In his life and art, the Swiss-born Frank followed his twin muses -- intuition and imagination -- wherever they led. During a career that spanned nearly seven decades, he shifted from still to moving pictures and back again, sometimes blurring the lines between the two as he experimented with content and form.
His death was confirmed by the Pace-MacGill Gallery in Manhattan, the New York Times reported.
"The Americans," which was first published in the late 1950s, is considered one of the most influential photography books of the 20th century. Its 83 black-and-white images -- largely taken during a series of road trips -- made the ordinary seem extraordinary and established what the noted curator John Szarkowski called "a new iconography for contemporary America, comprised of bits of bus depots, lunch counters, strip developments, empty spaces, cars, and unknowable faces."

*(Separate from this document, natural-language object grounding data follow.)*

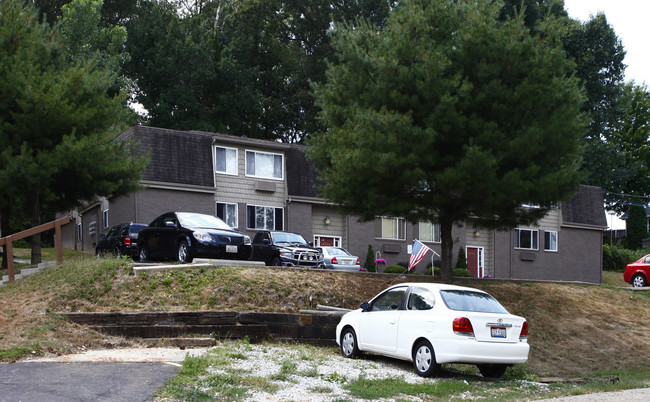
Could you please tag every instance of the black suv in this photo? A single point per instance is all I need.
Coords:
(285, 249)
(120, 240)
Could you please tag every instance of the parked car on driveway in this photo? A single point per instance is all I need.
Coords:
(339, 258)
(185, 235)
(120, 240)
(430, 324)
(637, 272)
(285, 249)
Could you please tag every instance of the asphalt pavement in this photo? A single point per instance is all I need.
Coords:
(56, 381)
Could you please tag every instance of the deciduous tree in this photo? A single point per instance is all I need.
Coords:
(448, 113)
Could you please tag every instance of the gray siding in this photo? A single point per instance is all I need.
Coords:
(579, 258)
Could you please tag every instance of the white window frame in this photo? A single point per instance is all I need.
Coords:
(337, 240)
(534, 240)
(546, 243)
(397, 222)
(229, 171)
(275, 223)
(254, 174)
(225, 218)
(432, 233)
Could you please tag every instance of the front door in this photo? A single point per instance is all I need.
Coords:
(475, 261)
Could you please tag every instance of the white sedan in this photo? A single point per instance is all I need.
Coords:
(430, 324)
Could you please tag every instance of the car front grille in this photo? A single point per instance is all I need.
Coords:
(305, 256)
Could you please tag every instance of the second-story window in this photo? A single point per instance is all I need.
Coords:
(429, 232)
(265, 165)
(225, 160)
(227, 212)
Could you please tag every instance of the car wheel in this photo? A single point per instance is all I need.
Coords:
(639, 281)
(144, 254)
(424, 359)
(184, 255)
(349, 346)
(492, 370)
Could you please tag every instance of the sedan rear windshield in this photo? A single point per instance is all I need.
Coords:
(465, 300)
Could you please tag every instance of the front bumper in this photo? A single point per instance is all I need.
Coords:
(218, 251)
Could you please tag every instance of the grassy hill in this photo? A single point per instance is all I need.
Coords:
(575, 330)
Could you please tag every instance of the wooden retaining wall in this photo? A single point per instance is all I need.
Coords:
(311, 327)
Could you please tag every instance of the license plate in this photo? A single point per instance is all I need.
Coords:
(498, 332)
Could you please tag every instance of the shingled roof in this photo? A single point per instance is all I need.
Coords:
(176, 156)
(585, 208)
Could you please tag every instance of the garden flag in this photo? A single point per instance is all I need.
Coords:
(417, 253)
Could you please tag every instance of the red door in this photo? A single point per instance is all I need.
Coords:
(473, 261)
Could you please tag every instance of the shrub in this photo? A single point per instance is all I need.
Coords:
(395, 269)
(369, 265)
(461, 272)
(461, 262)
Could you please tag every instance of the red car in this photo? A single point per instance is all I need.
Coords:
(637, 272)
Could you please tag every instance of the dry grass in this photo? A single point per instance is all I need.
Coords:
(575, 330)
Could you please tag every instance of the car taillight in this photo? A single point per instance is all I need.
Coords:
(462, 326)
(524, 331)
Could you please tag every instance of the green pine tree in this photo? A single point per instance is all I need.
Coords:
(58, 123)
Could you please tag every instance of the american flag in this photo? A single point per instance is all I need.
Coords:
(417, 253)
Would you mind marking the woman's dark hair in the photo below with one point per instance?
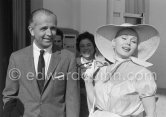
(85, 35)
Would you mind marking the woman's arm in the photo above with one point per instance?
(149, 106)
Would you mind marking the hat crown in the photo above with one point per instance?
(148, 40)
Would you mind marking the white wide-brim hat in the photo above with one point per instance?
(148, 40)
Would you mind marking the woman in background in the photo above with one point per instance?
(87, 54)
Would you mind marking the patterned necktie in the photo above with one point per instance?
(41, 71)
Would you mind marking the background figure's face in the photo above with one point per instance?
(126, 43)
(43, 29)
(58, 41)
(86, 48)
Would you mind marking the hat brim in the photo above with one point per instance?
(148, 40)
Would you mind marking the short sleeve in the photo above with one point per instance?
(145, 83)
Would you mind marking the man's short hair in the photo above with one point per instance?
(37, 11)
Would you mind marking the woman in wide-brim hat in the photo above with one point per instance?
(126, 88)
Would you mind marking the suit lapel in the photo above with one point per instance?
(55, 59)
(32, 68)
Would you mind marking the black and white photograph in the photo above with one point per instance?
(82, 58)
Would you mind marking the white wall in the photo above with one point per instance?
(93, 14)
(63, 10)
(87, 15)
(157, 17)
(82, 15)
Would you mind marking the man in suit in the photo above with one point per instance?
(58, 40)
(41, 80)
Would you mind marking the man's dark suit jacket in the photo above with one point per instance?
(60, 97)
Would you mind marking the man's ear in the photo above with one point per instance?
(31, 30)
(113, 42)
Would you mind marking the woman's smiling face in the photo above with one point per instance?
(126, 43)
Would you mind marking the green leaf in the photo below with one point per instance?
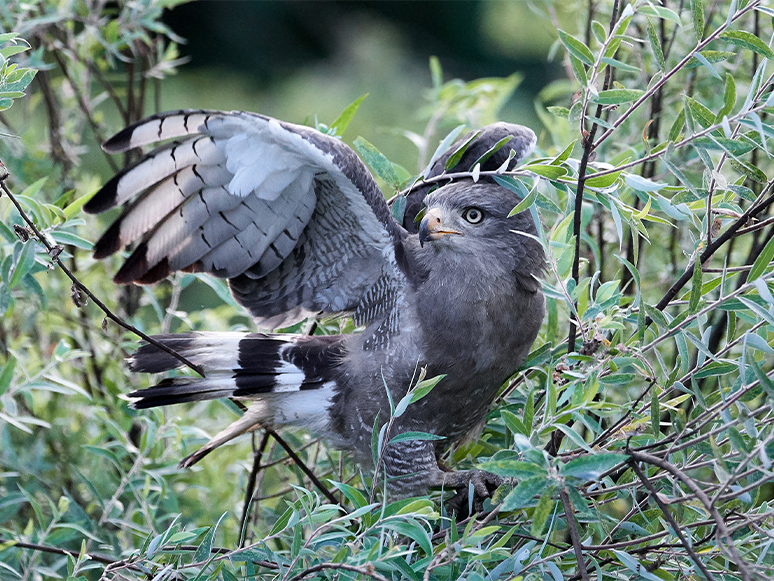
(7, 374)
(456, 156)
(205, 548)
(424, 387)
(413, 530)
(708, 56)
(602, 181)
(697, 9)
(443, 146)
(580, 73)
(23, 264)
(541, 513)
(706, 64)
(732, 146)
(749, 170)
(518, 469)
(10, 51)
(378, 163)
(524, 492)
(399, 209)
(617, 379)
(592, 466)
(762, 262)
(342, 121)
(643, 184)
(356, 497)
(715, 368)
(375, 451)
(491, 151)
(525, 203)
(415, 436)
(64, 237)
(283, 520)
(613, 63)
(551, 172)
(576, 48)
(660, 12)
(677, 126)
(655, 46)
(749, 41)
(617, 96)
(695, 297)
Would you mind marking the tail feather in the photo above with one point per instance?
(289, 380)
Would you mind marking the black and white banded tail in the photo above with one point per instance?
(288, 380)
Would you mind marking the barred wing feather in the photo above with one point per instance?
(289, 215)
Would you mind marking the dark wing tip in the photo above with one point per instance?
(110, 241)
(134, 267)
(120, 142)
(105, 198)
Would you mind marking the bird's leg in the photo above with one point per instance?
(412, 467)
(484, 485)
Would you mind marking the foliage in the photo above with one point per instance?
(637, 438)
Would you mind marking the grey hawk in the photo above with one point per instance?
(296, 223)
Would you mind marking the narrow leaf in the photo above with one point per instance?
(762, 262)
(655, 46)
(455, 157)
(577, 48)
(23, 263)
(203, 551)
(697, 9)
(525, 203)
(749, 41)
(343, 120)
(592, 466)
(540, 516)
(378, 163)
(695, 297)
(415, 436)
(617, 96)
(524, 492)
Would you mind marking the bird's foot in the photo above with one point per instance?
(483, 484)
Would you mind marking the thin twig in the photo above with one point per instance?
(723, 531)
(304, 468)
(657, 85)
(367, 570)
(250, 488)
(588, 147)
(572, 525)
(668, 516)
(52, 250)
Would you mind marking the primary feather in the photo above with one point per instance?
(295, 222)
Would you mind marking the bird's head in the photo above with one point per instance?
(466, 218)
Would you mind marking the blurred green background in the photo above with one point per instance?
(299, 59)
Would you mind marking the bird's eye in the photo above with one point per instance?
(473, 215)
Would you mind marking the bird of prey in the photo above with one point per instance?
(295, 222)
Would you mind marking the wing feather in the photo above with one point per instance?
(289, 215)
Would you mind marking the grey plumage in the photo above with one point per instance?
(294, 221)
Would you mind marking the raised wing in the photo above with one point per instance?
(289, 215)
(520, 140)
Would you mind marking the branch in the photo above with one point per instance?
(722, 529)
(712, 248)
(569, 513)
(588, 147)
(668, 516)
(304, 468)
(250, 488)
(649, 93)
(53, 252)
(368, 570)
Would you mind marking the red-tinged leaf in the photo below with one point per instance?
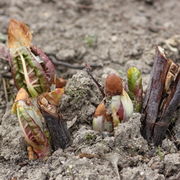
(18, 35)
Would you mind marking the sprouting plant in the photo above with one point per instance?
(135, 89)
(31, 68)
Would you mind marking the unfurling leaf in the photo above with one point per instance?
(31, 68)
(32, 124)
(135, 89)
(18, 35)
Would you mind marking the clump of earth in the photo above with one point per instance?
(113, 35)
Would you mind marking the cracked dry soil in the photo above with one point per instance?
(115, 34)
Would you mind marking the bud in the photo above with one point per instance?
(118, 103)
(121, 108)
(31, 68)
(32, 124)
(135, 89)
(48, 104)
(113, 85)
(102, 121)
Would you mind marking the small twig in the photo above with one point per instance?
(88, 70)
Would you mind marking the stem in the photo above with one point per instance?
(88, 68)
(30, 88)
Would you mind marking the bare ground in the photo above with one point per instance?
(116, 35)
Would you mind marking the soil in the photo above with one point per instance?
(113, 35)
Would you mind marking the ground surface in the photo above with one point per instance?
(114, 34)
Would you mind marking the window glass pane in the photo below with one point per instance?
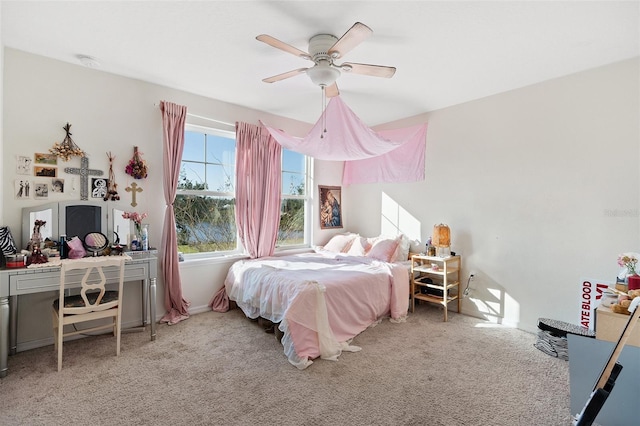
(205, 223)
(292, 161)
(220, 178)
(193, 146)
(293, 183)
(291, 230)
(220, 150)
(192, 176)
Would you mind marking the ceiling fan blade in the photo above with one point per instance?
(274, 42)
(353, 37)
(366, 69)
(284, 75)
(332, 91)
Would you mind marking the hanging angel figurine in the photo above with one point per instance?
(112, 188)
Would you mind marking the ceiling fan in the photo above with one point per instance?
(324, 49)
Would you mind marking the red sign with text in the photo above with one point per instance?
(590, 296)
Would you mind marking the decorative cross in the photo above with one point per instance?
(84, 171)
(133, 189)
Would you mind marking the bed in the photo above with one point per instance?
(321, 300)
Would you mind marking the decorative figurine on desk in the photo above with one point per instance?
(36, 239)
(36, 236)
(140, 228)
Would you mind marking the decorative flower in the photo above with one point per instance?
(137, 167)
(629, 261)
(136, 218)
(67, 148)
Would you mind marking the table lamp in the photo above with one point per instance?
(441, 239)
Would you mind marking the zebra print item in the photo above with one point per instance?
(6, 241)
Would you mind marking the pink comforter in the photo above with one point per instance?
(321, 300)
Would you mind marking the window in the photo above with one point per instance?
(205, 200)
(295, 200)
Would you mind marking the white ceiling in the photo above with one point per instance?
(445, 52)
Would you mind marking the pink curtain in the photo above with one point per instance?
(258, 182)
(173, 119)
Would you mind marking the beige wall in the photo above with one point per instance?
(540, 187)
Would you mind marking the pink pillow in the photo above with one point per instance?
(76, 248)
(384, 249)
(340, 243)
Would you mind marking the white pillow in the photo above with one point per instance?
(402, 252)
(340, 243)
(384, 249)
(359, 247)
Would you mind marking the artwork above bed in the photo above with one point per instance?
(322, 300)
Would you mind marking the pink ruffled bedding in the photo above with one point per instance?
(320, 300)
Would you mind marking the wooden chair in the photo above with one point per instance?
(94, 301)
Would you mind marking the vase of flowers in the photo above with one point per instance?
(629, 262)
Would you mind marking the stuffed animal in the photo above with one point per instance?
(624, 301)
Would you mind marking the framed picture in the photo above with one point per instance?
(23, 165)
(99, 187)
(57, 185)
(49, 159)
(22, 189)
(41, 190)
(330, 206)
(45, 171)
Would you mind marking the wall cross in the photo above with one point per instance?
(133, 189)
(84, 171)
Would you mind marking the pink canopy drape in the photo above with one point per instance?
(370, 156)
(258, 182)
(173, 119)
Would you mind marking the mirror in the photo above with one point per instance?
(95, 242)
(48, 213)
(121, 226)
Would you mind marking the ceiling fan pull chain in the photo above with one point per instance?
(324, 107)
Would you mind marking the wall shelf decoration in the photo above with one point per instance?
(67, 148)
(133, 189)
(84, 171)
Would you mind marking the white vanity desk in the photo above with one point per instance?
(14, 282)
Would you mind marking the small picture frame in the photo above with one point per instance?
(48, 159)
(99, 187)
(330, 206)
(23, 165)
(41, 190)
(57, 185)
(45, 171)
(22, 189)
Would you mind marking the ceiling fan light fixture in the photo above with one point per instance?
(323, 75)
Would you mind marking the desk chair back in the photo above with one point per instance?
(94, 301)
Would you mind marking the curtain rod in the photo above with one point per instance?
(205, 118)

Initially derided by many critics, the book "came to be passionately embraced by younger photographers and artists, and then by the public, for its radically innovative subject matter and style," said Sarah Greenough, senior curator and head of the department of photographs at the National Gallery of Art in Washington, which has mounted two Frank exhibitions and is home to a major archive of his work.
In the '50s, the nation liked to think of itself as being as prosperous and wholesome as the picket-fenced suburbia of television shows like "Father Knows Best." Frank presented a more diverse -- and disquieting -- view. His book looked "beneath the surface of America," Greenough told The Times, "revealing issues like racism, skepticism of political leaders and a rapidly rising consumer culture that are still relevant."
The immigrant photographer had set out to produce, as he put it, "a spontaneous record of a man seeing this country for the first time." Starting in the East, he and his Leica camera captured people of different races and classes living their lives, from Southern hamlets to Midwestern metropolises to western highways. Observing what others often overlooked, he exposed undercurrents of isolation and angst, discovered beauty in unexpected places and turned mundane scenes -- a passing trolley, an elevator ride -- into telling portraits of postwar society.
Compared to classic compositions of the day, Frank's pictures looked rough, as if done on the fly, poorly lighted and oddly framed. But to admirers, such imperfections made the images feel more "true," while prompting viewers to ponder their deeper meaning.
Frank's first film, "Pull My Daisy," a 1959 Beat tale he co-directed with Alfred Leslie, is regarded as an important example of American avant-garde cinema. Many of his other works were intensely personal. "I think I became more occupied with my own life, with my own situation, instead of traveling and looking at the cities and landscape," he said in the 1986 documentary "Fire in the East: A Portrait of Robert Frank." "And I think that brought me to move away from the single image, and begin to film, where I had to tell a story."
Robert Louis Frank was born in Zurich, Switzerland, on Nov. 9, 1924. He was the younger of two sons of Hermann, a successful businessman, and Regina, the daughter of a wealthy factory owner.